I’ve noticed a dull blade in my technique. I don’t feel like I drive up & through with my legs. I’m just rethinking about a recent attempt on a sport route that required an almost dead-point like move from two ok-ish handholds and only one small foothold
Does anyone have any drills for improving on this? It feels like a boulder style move, but most indoor boulder setting is very “comp style”
Should i just find replicas on indoor walls? If anyone has any drills, I’d really appreciate hearing about them
Kris - I heard you developed a drill basically where you train using your feet through the entire range of foot positions. Essentially you can be standing on it flat footed with all of your weight on it or conversely a high foot on a small foothold, and the drill basically teaches you how to apply pressure to your feet on that entire range of foot positions. Sorry, kinda hard to explain well. IIRC you were working with a 5.14 climber, so the guy was no slouch with footwork obviously, and he said he benefited greatly from it. Does this sound familiar? Is this something covered in the ebook? I think I have the same “dull blade” as OP.

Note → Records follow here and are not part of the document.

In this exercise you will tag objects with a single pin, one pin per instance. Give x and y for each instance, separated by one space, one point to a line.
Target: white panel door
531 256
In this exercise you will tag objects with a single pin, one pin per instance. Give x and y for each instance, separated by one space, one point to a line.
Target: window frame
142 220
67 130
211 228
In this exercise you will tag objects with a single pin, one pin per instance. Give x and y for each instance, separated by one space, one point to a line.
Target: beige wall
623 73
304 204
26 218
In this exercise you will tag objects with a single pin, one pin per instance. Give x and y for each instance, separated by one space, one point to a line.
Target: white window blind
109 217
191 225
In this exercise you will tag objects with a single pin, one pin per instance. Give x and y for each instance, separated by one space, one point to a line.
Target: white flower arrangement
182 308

Thank you! I found some more notes on it (not just going off memory) so it sounds like you would practice by toeing in on a flat edge on a high step and practice maintaining tension all the way through until you are completely standing on your foot. Basically it was practicing different ways to create tension with the lower body. It sounds like maybe it was a client specific drill. Regardless, I think this ebook sounds perfect, and I’ll be getting it. Thank you!
I think the drill you’re thinking of is “False starts”, and it was Taylor Frohmiller that @Kris was working with. Taylor was a 5.14 climber who was great with momentum, but if he couldn’t generate momentum to initiate a move he would get frozen on the spot and couldn’t do even slightly powerful moves.